Senate Candidate Proposes Tax Plan To Benefit Small Businesses

Senate Candidate Proposes Tax Plan To Benefit Small Businesses
The Bookmark Shoppe in Bay Ridge is one example of a local small business. (Photo: The Bookmark Shoppe)

In an effort to improve on Governor Andrew Cuomo’s “Internet Fairness Conformity Tax” proposal, which would make sites like Amazon collect sales tax when facilitating purchases from third-party sellers, Andrew Gounardes, a Democratic candidate running against Senator Marty Golden, is proposing a further tax proposal to benefit small business.

Gounardes’ plan would lower the statewide sales tax for items purchased at small businesses, but raise it correspondingly for items bought at larger stores. He believes this will boost small businesses in Brooklyn, many of which are suffering because of large retail stores. But that’s not to say small businesses will suddenly win out over big businesses. According to Gournades, there will merely be more competition among the small, privately owned businesses.

“Small businesses will become more competitive, consumers will save money by shopping locally and the state will reduce its budget deficit,” he said. “And Amazon and Walmart will be just fine.”

This proposal, Gounardes says, makes it cheaper for consumers to shop at their local small business.

“For example, if you wanted to buy a book, you could shop local or shop from Amazon. Amazon will almost always undoubtedly be cheaper, which means that the small local bookstore just can’t compete and ends up losing your business,” he told BKLYNER. “By lowering the sales tax on small businesses, we make it cheaper and easier for local consumers to choose to support their local businesses.”

Local businesses generate 70% more local economic activity per square foot than big box stores, according to a 2014 Huffington Post article. Shopping locally is also better for the environment, according to the article, by helping to reduce “processing, packaging and transportation waste,” which leads to less pollution.

But one can argue that this proposal interferes with the free market, which allows for unrestricted competition and private transactions between buyers and sellers. Gounardes believes that’s not the case at all.

“We always use tax rates to incentivize certain types of consumer behavior and to support certain types of businesses. This is no different,” Gounardes said. “We need to stop paying lip service to small businesses by just saying ‘shop local’ and instead help consumers by actually making it easier to shop local.”

According to Sara Nordmann, the executive director of the Atlantic Business Improvement District (BID), local small businesses need all the tools in the legislature’s arsenal, but she is “wary of unintended consequences of uneven taxation, especially because large retailers can always drop prices to stay competitive. (And BIDs do also represent large retailers),” she said.

“In the current retail atmosphere, consumers are often motivated by factors other than price–such as expertise, curation, or experience,” she said. “Small businesses are well positioned to offer those factors to consumers; however, they are suffering from high property taxes passed through in their leases.”

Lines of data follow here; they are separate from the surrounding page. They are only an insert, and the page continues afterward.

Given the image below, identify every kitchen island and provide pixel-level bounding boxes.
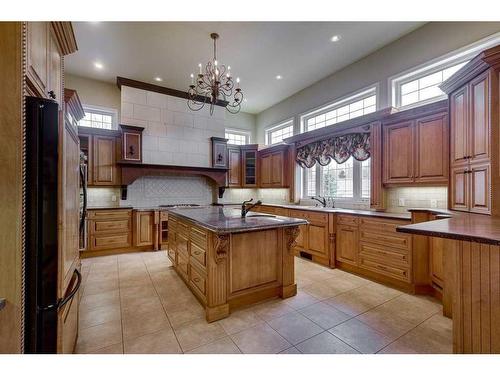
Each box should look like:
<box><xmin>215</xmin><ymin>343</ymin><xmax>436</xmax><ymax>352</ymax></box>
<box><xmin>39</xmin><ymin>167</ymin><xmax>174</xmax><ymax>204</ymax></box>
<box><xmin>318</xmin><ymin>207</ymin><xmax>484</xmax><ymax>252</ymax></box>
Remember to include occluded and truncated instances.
<box><xmin>167</xmin><ymin>207</ymin><xmax>307</xmax><ymax>322</ymax></box>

Nordmann believes a better option would be to lower property taxes on commercial buildings that lease to small businesses—it “would do more good than adjusting taxes on the consumer side,” she said.

Christine Freglette, the owner of Bay Ridge’s The Bookmark Shoppe, believes otherwise. Gounardes’ plan, she said, would make small businesses have a fair advantage.

“Until now, Amazon and other big retailers have been able to price out small and local business owners through aggressive loss-leading pricing and not charging sales tax,” Freglette said. “It’s a really unfair advantage.”

“There are so many small businesses struggling to make ends meet, and this plan would allow them to offer lower prices to consumers without sacrificing any of their revenue. It would be a big help.”

“This could be a great thing for Brooklyn, and for the state,” Gounardes said. “It would give people an incentive to shop at the small, local businesses that form the heart of our communities.”